From time to time the gold seekers caught a glimpse of the three crags that began to partake of the deceitfulness of desert distance. They grew no closer, apparently, but higher, larger, changing as if by magic into mountains. These glimpses spurred Bill Elway on, and Kent Wingfield, knowing they were lost, grew indifferent to the peril and gave himself fully to the adventure.

They had been marvellously fortunate about locating waterholes. Elway had keenness of sight and the judgment of experience. Added to this was the fact that one of his burros, Jenester, could scent water at incredible distances. But one night they had to make dry camp. The next day was hot. It took all of it to find water. And that day the crags disappeared as utterly as if the desert had opened to swallow them.

Cool, sweet desert dawn, with a menacing red in the east, found the adventurers doubly lost, for now they did not even have a landmark to strive for. All points of the compass appeared about the same–barren mountains, dark cones, stark and naked shining ridges, pale blue ranges in the distance.

But Elway pushed on south, more bowed every day, and lame. The burros became troublesome to drive. Jenester wanted to turn back, and the others were dominated by her instinct. Elway, however, was ruthless. Kent watched him, no longer with blind faith, but with the perturbation of one who saw a man guided by some sixth sense, into which intelligence did not enter.

Nevertheless soon he changed their order of travel, in that they slept in the daytime and went on at night. The early dawn, soft and grey and exquisite, the glorious burst of sunrise, seemed to hold the younger man enthralled, as did the gorgeous sunsets, and the marvellous creeping twilight. As for the other hours, he slept in the shade of an ironwood tree, bathed in sweat and tortured by nightmares, or he stalked silently after the implacable prospector.

They talked but little. Once Elway asked how many days were left in June and Kent replied that he guessed about half.

“August is the hot month. We can still get out,” said the prospector, rolling a pebble in his mouth. And by that he probably meant they could find gold and still escape from the fiery furnace of the desert. But he had ceased to pan sand in the washes or pick at the rocks.

The days multiplied. Spent in the shade they were not unendurable or utterly strength-prostrating. But the noon hours, during which the men invariably awoke, had a solemn menacing austerity. The nights were pleasant, so far as atmosphere was concerned. Try as Elway might, he could not drive the burros in a straight line. Jenester edged away to the east, which fact was not manifest until daylight.

Another dry camp, with the last of the water in their canteens used up, brought the wanderers to extremity. Elway had pitted his judgment against the instinct of Jenester, and catastrophe faced them.

Darkness brought relief from the sun, if not from overwhelming dread. The moon came up from behind black hills and the desert became a silvered chaos, silent as death, unreal and enchanting in its beauty.

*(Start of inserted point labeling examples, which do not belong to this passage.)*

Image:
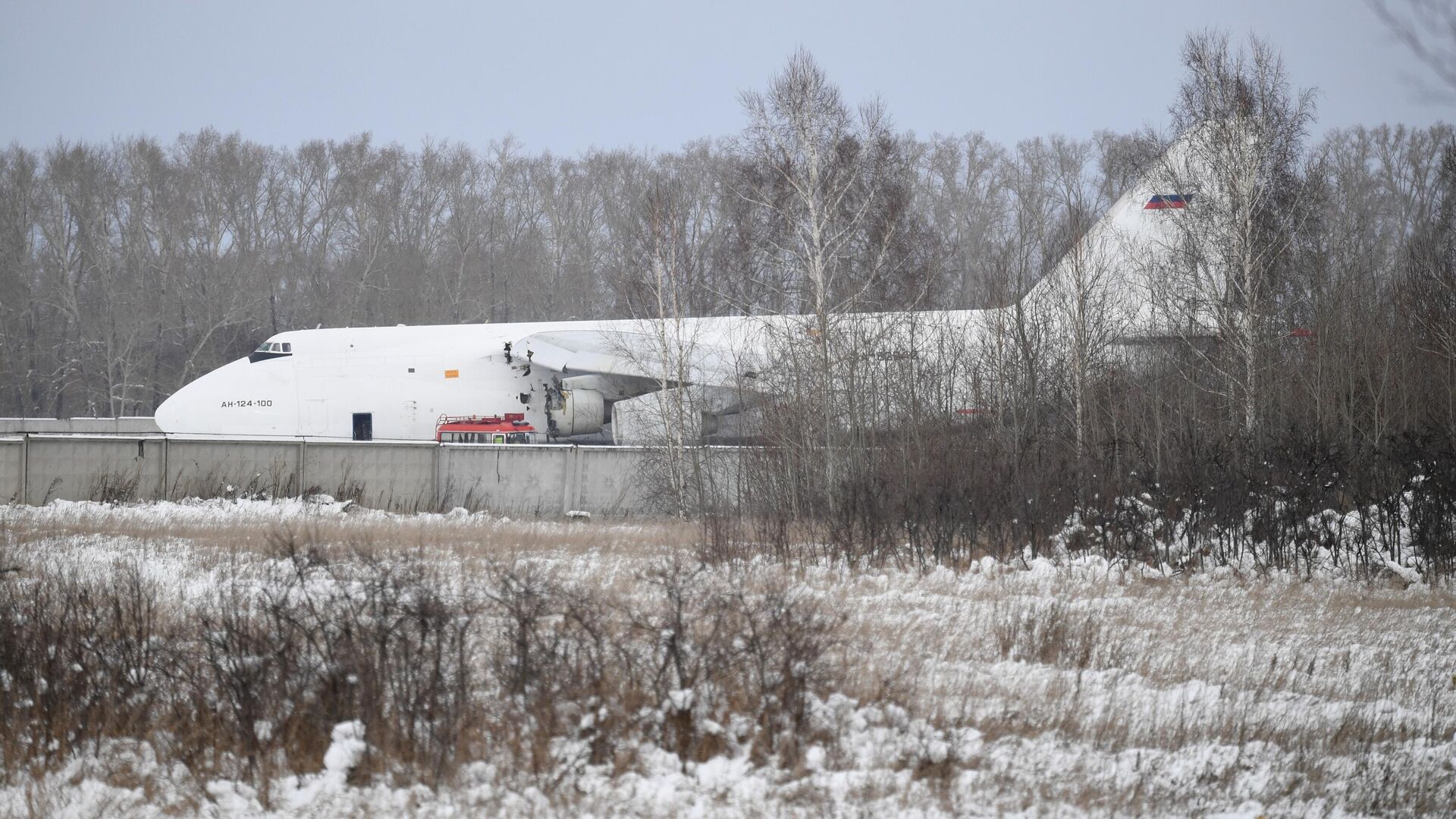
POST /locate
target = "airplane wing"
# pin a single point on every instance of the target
(628, 354)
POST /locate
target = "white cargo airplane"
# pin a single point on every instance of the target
(571, 378)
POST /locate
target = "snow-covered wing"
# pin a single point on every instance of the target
(626, 353)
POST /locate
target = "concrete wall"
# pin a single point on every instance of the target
(131, 426)
(516, 480)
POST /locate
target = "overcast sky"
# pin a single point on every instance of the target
(568, 76)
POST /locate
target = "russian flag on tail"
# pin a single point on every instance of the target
(1164, 202)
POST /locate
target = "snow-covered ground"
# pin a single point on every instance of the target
(1069, 687)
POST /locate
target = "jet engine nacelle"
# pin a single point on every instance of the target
(582, 411)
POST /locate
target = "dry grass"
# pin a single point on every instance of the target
(1092, 687)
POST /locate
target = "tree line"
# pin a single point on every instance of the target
(130, 267)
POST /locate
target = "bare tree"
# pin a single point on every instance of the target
(1242, 131)
(817, 188)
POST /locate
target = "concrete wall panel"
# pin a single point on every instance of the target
(516, 480)
(12, 469)
(93, 468)
(383, 475)
(210, 468)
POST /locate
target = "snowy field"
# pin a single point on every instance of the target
(603, 670)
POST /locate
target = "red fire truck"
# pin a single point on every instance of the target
(510, 428)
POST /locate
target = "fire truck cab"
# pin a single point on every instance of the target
(510, 428)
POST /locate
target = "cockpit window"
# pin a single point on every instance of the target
(271, 350)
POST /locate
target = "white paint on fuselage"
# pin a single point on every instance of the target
(400, 375)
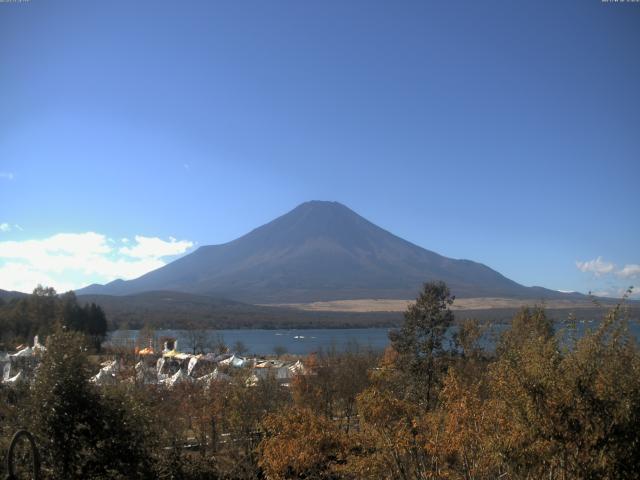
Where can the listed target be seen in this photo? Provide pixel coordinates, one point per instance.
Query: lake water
(305, 341)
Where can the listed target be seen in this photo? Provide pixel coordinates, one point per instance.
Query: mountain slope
(319, 251)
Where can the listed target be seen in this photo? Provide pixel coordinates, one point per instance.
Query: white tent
(179, 377)
(104, 378)
(19, 377)
(298, 368)
(214, 376)
(107, 374)
(234, 361)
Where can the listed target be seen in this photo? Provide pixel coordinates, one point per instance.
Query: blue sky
(503, 132)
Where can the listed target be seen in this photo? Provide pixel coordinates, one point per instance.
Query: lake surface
(305, 341)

This night Elway gave Jenester her head and with ears up she led to the east. The others followed eagerly. They went so fast that the men had to exert themselves to keep up. At midnight Kent was lending a hand to the older man. The sand dragged at their leaden feet. But they could not head the burros, which they were now following by the tinkling of Jenester’s bell. The moon sank behind the dark horizon. White, blinking, pitiless stars shone piercingly. They paled into grey and when dawn broke the young man was half-supporting the old prospector.